The correct way of eating is to consume small amounts of food several times, which is called “less food and more meals”. Avoid the instantaneous increase of intestinal contents, which may cause the adherent intestine to drop down into an angle. Patients with frequent adhesive intestinal obstruction should not eat food with crumbled food. First, try to eat less insoluble dietary fiber, such as leeks, bamboo shoots or dried bamboo shoots, which is known as crude fiber in folklore; second, eat less food containing tannic acid, such as persimmon, hawthorn with dates. Tannic acid in these foods will make the protein deformation and the formation of the group fast, into the intestinal cavity is not easy for the digestive juices and the mechanical movement of the small intestine crushed, in the intestinal tube adhesion hanging into the corner of the formation of obstruction.

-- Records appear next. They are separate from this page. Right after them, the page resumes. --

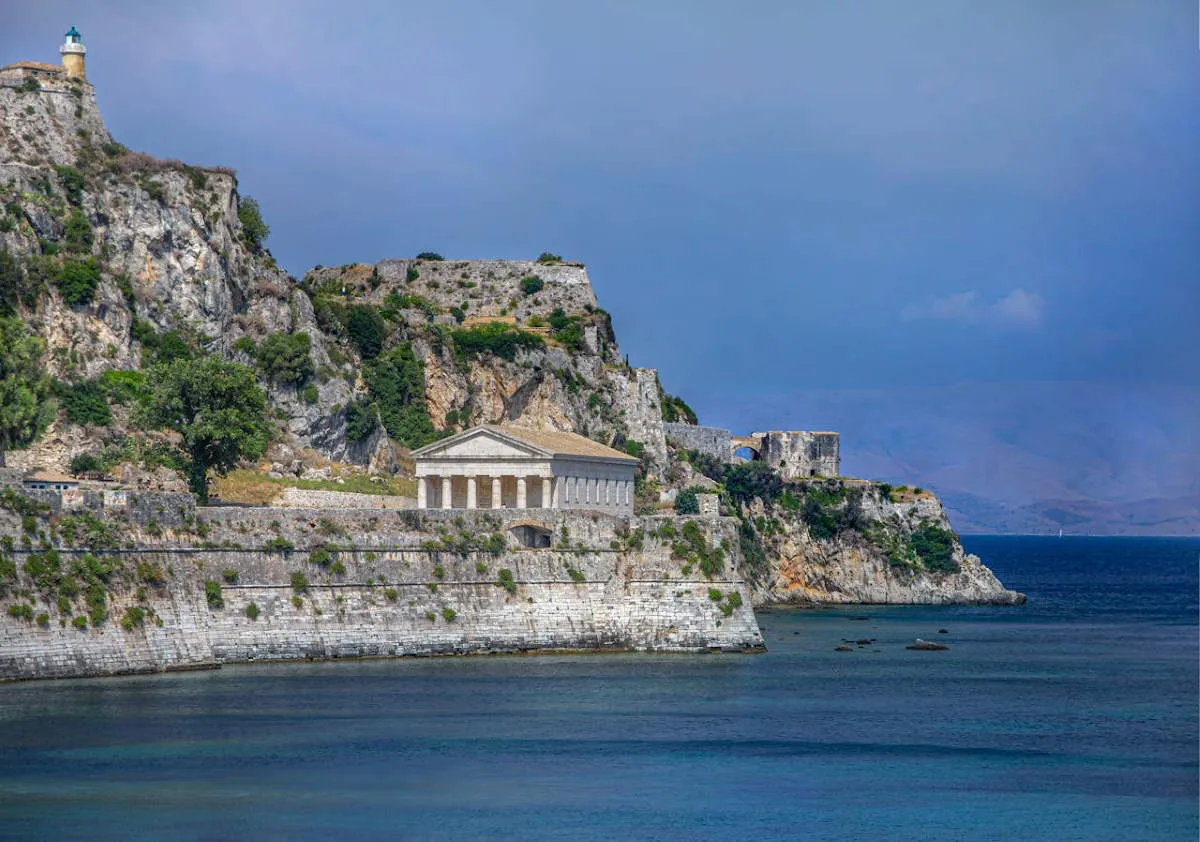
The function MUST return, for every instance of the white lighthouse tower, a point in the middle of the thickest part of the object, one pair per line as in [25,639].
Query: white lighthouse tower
[73,53]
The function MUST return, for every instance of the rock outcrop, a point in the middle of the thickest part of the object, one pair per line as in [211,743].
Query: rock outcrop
[179,256]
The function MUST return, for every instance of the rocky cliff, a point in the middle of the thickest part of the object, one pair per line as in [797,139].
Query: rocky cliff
[829,542]
[118,260]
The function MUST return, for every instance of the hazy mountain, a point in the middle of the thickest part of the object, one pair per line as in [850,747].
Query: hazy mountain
[1026,457]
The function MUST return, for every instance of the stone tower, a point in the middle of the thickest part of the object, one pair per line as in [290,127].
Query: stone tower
[73,52]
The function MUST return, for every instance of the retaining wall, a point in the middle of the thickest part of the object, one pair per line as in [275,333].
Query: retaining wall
[381,602]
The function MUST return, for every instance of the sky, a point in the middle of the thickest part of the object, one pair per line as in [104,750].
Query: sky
[773,198]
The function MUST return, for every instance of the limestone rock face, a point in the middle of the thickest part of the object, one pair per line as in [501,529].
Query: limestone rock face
[171,250]
[853,567]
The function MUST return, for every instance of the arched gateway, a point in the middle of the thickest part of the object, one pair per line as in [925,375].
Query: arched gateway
[492,467]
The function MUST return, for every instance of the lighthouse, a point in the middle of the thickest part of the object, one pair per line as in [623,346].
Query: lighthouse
[73,52]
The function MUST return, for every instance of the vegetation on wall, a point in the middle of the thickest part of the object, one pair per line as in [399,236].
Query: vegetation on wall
[497,338]
[396,382]
[366,329]
[78,280]
[253,228]
[24,391]
[217,409]
[285,358]
[84,402]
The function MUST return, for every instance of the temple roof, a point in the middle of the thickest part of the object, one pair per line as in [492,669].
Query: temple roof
[550,443]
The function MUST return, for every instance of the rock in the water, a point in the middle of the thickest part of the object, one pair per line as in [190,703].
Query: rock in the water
[927,645]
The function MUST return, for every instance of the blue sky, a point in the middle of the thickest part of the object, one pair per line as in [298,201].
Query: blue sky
[773,198]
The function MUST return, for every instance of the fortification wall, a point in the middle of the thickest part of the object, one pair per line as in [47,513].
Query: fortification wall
[709,440]
[315,498]
[403,600]
[797,453]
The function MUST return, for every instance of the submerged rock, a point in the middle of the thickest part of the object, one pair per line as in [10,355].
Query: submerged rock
[927,645]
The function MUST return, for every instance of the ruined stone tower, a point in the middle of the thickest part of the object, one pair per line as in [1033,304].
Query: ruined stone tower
[73,53]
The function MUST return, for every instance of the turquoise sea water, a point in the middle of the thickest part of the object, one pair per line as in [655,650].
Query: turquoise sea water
[1072,717]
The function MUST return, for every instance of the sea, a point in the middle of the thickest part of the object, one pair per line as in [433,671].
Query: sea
[1071,717]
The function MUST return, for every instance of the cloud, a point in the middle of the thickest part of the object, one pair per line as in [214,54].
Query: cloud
[1018,308]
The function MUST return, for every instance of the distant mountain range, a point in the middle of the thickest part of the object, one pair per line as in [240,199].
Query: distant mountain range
[1099,458]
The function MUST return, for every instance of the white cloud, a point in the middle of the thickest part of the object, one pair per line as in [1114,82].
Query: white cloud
[1018,308]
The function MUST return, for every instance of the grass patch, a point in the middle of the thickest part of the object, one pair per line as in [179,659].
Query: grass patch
[257,489]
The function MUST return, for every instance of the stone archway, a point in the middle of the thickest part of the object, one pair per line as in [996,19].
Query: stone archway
[751,443]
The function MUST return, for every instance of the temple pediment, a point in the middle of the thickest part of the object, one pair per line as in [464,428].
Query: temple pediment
[480,443]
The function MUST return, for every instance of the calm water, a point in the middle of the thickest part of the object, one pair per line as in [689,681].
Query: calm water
[1073,717]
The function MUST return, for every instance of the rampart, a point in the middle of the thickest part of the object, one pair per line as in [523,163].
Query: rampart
[286,584]
[709,440]
[793,453]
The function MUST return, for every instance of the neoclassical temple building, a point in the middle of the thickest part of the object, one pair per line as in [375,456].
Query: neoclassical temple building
[492,467]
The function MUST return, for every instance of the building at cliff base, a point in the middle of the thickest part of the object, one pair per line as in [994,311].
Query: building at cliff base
[37,72]
[495,467]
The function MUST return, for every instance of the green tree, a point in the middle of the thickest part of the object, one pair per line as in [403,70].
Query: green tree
[24,391]
[285,358]
[396,380]
[367,329]
[217,409]
[85,402]
[250,215]
[78,280]
[10,282]
[749,480]
[687,503]
[78,232]
[72,182]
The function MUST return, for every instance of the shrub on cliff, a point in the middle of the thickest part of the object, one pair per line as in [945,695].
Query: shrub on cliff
[84,402]
[213,594]
[749,480]
[24,391]
[84,463]
[687,503]
[78,235]
[285,358]
[253,229]
[361,419]
[12,282]
[496,338]
[396,380]
[935,546]
[367,330]
[78,280]
[217,409]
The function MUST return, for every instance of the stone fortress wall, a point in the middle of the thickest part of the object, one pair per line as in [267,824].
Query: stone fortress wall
[607,583]
[793,453]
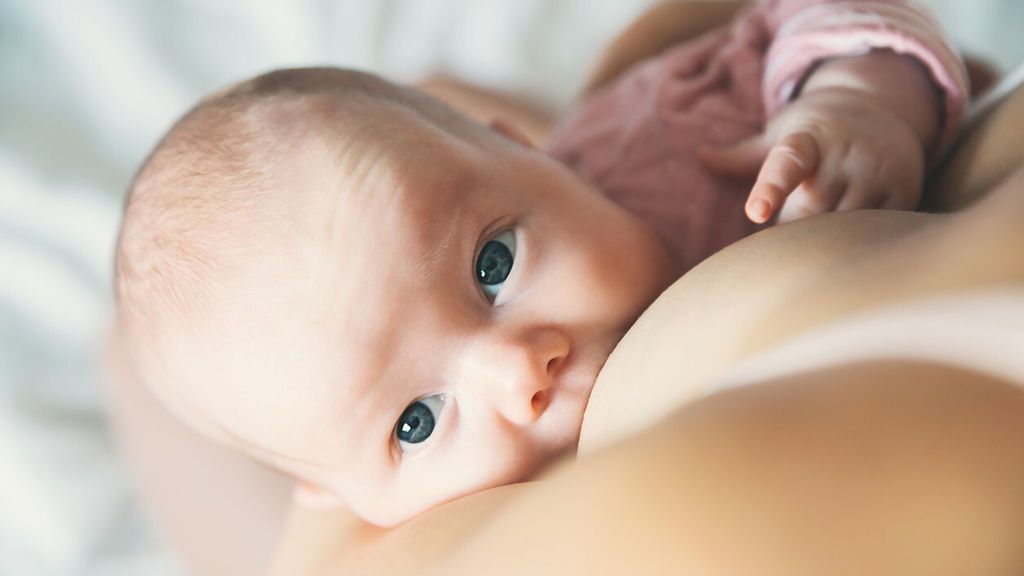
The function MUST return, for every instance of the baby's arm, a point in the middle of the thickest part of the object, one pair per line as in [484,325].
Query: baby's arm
[863,126]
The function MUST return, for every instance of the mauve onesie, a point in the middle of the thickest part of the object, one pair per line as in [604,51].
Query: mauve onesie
[636,139]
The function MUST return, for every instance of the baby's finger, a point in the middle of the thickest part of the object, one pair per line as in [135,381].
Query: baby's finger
[790,162]
[739,160]
[817,196]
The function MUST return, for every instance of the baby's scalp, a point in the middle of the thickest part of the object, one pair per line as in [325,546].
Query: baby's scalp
[303,262]
[209,202]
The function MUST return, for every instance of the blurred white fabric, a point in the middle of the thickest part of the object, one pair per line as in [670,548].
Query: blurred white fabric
[88,87]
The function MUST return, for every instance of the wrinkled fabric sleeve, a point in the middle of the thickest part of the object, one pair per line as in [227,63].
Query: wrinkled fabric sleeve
[807,32]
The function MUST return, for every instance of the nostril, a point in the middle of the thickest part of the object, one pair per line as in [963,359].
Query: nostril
[554,364]
[540,402]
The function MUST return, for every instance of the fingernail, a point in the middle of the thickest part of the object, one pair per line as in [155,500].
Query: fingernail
[761,209]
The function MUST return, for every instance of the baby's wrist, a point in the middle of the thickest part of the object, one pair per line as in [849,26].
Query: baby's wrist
[895,82]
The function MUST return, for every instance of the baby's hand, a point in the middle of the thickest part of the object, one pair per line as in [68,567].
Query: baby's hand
[830,150]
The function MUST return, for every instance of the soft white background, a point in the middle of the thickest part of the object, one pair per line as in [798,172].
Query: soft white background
[87,87]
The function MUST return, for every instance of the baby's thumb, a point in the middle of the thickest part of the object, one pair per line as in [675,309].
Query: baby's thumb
[739,160]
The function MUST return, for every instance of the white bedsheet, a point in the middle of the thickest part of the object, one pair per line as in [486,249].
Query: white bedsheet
[87,87]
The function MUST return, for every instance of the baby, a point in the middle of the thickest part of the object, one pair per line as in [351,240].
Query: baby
[354,284]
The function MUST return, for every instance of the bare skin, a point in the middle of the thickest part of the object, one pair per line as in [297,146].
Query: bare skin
[799,288]
[332,542]
[920,407]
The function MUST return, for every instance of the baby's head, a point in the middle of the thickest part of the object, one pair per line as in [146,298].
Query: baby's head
[352,283]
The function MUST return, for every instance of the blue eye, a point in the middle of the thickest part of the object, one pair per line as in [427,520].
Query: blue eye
[418,420]
[495,262]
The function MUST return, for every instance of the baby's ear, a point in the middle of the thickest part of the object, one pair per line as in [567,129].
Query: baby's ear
[312,496]
[510,130]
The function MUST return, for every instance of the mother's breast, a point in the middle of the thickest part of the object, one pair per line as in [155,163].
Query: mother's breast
[700,324]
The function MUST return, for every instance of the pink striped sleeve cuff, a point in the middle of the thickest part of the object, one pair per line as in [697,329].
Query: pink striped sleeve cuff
[851,28]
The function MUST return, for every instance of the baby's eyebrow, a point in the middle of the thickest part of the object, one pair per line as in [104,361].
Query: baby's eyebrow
[448,215]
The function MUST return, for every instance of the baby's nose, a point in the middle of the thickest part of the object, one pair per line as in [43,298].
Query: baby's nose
[522,374]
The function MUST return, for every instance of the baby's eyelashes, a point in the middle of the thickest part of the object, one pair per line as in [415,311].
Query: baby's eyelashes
[418,420]
[495,263]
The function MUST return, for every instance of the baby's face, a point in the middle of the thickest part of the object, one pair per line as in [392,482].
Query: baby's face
[429,326]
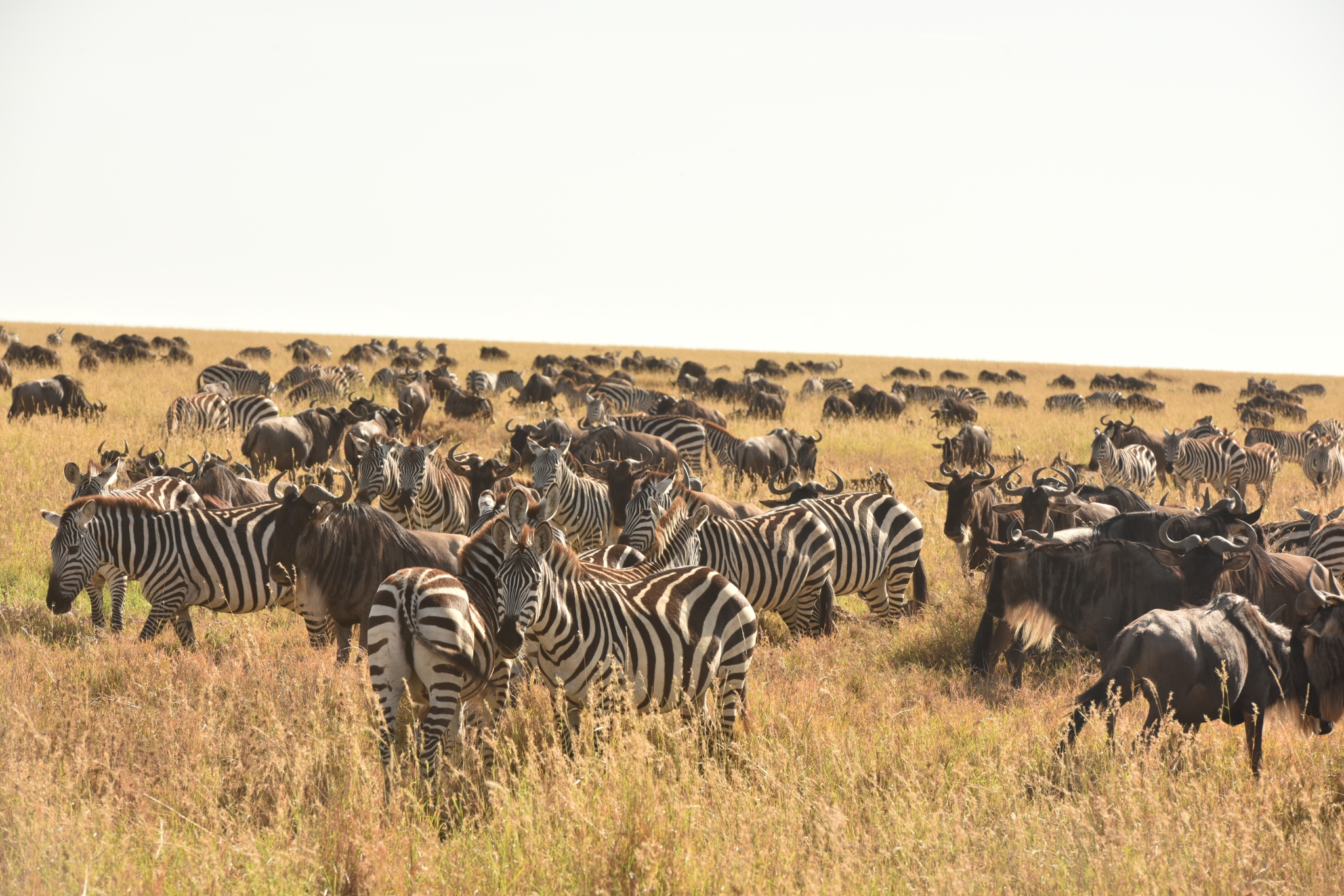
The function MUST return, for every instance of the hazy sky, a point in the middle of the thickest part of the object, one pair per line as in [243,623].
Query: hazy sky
[1123,183]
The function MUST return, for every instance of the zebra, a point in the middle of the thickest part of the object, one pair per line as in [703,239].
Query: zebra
[379,479]
[246,411]
[200,411]
[579,506]
[1263,465]
[780,561]
[183,558]
[482,382]
[625,398]
[240,382]
[667,640]
[1324,465]
[684,433]
[1217,460]
[436,633]
[1068,402]
[165,492]
[434,497]
[1133,466]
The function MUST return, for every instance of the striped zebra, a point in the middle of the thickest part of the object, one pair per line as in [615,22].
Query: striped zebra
[1068,402]
[1263,465]
[1292,446]
[1215,460]
[240,382]
[246,411]
[684,433]
[579,506]
[200,411]
[165,492]
[434,497]
[436,633]
[625,398]
[1133,466]
[183,558]
[1324,465]
[780,561]
[667,640]
[483,382]
[379,478]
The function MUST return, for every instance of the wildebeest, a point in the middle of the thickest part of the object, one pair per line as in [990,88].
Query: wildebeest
[1225,661]
[61,396]
[289,442]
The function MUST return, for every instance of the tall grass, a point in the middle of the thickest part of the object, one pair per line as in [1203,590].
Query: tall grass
[872,762]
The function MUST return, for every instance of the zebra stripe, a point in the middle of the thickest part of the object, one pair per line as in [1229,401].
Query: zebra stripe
[201,411]
[577,504]
[1133,466]
[246,411]
[240,382]
[183,558]
[1263,465]
[1215,460]
[780,561]
[434,497]
[667,638]
[164,492]
[1292,446]
[429,629]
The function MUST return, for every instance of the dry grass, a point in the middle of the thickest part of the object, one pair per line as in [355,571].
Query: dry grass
[873,762]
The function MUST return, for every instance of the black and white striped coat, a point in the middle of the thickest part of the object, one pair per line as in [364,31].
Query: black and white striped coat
[183,558]
[240,382]
[579,506]
[781,561]
[667,640]
[434,497]
[1133,466]
[1215,460]
[164,492]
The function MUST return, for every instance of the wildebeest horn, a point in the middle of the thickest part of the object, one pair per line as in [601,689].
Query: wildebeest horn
[788,489]
[1188,543]
[315,493]
[270,487]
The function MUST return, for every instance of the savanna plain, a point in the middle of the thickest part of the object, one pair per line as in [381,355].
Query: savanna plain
[872,761]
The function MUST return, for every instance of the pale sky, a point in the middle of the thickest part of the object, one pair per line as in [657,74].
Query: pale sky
[1123,183]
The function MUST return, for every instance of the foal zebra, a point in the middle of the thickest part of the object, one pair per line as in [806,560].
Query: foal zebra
[781,561]
[1133,466]
[579,506]
[1215,460]
[164,492]
[240,382]
[667,638]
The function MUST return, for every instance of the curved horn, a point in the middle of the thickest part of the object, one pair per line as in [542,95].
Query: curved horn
[315,493]
[270,487]
[1188,543]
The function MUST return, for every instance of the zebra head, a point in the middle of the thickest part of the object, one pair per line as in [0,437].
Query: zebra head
[92,483]
[520,580]
[74,555]
[411,462]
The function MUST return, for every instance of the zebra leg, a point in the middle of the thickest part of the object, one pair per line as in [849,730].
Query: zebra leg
[117,587]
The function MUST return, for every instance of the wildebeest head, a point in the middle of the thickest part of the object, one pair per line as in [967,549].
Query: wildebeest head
[797,491]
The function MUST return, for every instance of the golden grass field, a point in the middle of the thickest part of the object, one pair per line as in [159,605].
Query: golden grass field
[872,762]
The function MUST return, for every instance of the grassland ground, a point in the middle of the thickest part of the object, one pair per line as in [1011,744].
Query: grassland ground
[872,761]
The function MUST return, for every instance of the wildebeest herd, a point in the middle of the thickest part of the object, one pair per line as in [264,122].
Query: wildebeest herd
[592,556]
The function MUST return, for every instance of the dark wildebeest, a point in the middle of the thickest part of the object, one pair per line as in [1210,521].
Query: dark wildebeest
[969,448]
[971,518]
[289,442]
[1225,661]
[61,396]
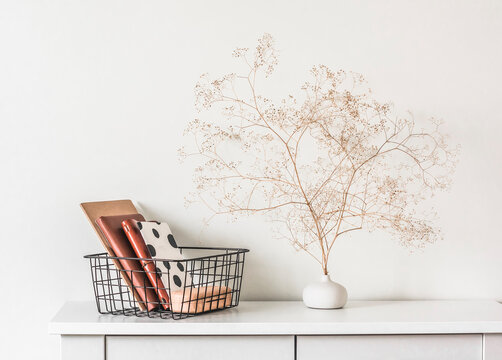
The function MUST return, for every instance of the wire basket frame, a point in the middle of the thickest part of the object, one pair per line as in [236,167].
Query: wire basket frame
[212,282]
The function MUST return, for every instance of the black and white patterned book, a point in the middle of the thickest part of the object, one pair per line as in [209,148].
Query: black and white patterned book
[162,245]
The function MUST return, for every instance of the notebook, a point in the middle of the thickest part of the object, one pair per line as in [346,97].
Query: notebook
[162,245]
[93,210]
[133,233]
[111,227]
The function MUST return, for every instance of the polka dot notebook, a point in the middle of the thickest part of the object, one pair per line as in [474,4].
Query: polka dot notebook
[162,245]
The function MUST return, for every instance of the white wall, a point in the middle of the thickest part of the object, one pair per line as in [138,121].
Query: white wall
[94,96]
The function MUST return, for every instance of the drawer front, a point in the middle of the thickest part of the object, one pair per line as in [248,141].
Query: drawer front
[200,347]
[390,347]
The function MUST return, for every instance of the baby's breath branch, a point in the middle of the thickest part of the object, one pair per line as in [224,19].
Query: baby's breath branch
[322,165]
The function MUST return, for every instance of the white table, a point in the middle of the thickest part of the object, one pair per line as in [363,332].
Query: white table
[373,330]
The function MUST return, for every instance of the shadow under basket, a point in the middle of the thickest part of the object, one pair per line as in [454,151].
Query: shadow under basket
[212,282]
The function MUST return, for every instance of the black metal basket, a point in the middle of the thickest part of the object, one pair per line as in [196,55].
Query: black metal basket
[215,284]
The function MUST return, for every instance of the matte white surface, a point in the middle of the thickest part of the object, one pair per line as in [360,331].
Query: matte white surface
[493,346]
[200,347]
[385,347]
[74,347]
[293,318]
[91,89]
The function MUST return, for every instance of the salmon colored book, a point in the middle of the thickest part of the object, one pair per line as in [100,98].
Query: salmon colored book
[111,227]
[95,209]
[133,233]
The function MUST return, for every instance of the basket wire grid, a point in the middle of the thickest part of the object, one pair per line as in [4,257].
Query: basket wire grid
[212,283]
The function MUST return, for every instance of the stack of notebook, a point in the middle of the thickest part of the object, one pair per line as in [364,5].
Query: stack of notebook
[149,261]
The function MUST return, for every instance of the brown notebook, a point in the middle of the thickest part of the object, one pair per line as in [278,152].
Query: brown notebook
[111,226]
[140,248]
[93,210]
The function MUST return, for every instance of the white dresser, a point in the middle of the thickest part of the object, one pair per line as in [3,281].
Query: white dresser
[286,330]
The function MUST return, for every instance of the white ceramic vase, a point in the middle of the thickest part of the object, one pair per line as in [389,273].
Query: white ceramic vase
[324,294]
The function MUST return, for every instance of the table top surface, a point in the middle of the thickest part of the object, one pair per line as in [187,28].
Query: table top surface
[293,318]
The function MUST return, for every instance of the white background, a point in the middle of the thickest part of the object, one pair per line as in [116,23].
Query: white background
[94,96]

There is no once-and-for-all method to solve adhesive intestinal obstruction. In addition to using various methods mentioned above to reduce the occurrence of adhesions, the best way is to summarize the pattern of occurrence of adhesional intestinal obstruction each time it occurs. It is more important to avoid eating the mode and food that cause adhesive bowel obstruction than to operate again. Intestinal alignment should be considered only in cases of frequent occurrence of adhesive bowel obstruction despite repeated attention to lifestyle. Lifestyle changes should still be attended to after intestinal alignment surgery. After the occurrence of adhesive intestinal obstruction, if there is a long asymptomatic “quiet period”, the intestinal wall will be less inflammatory edema, the adhesions will gradually evolve from scar adhesions to membranous adhesions, and the incidence of intestinal obstruction will also become smaller. In Chinese medicine, the so-called post-cesarean section is a major injury to the vital energy, and it takes years to accumulate vital energy, which in a way emphasizes the role of quiet recuperation and waiting for the adhesions to relax.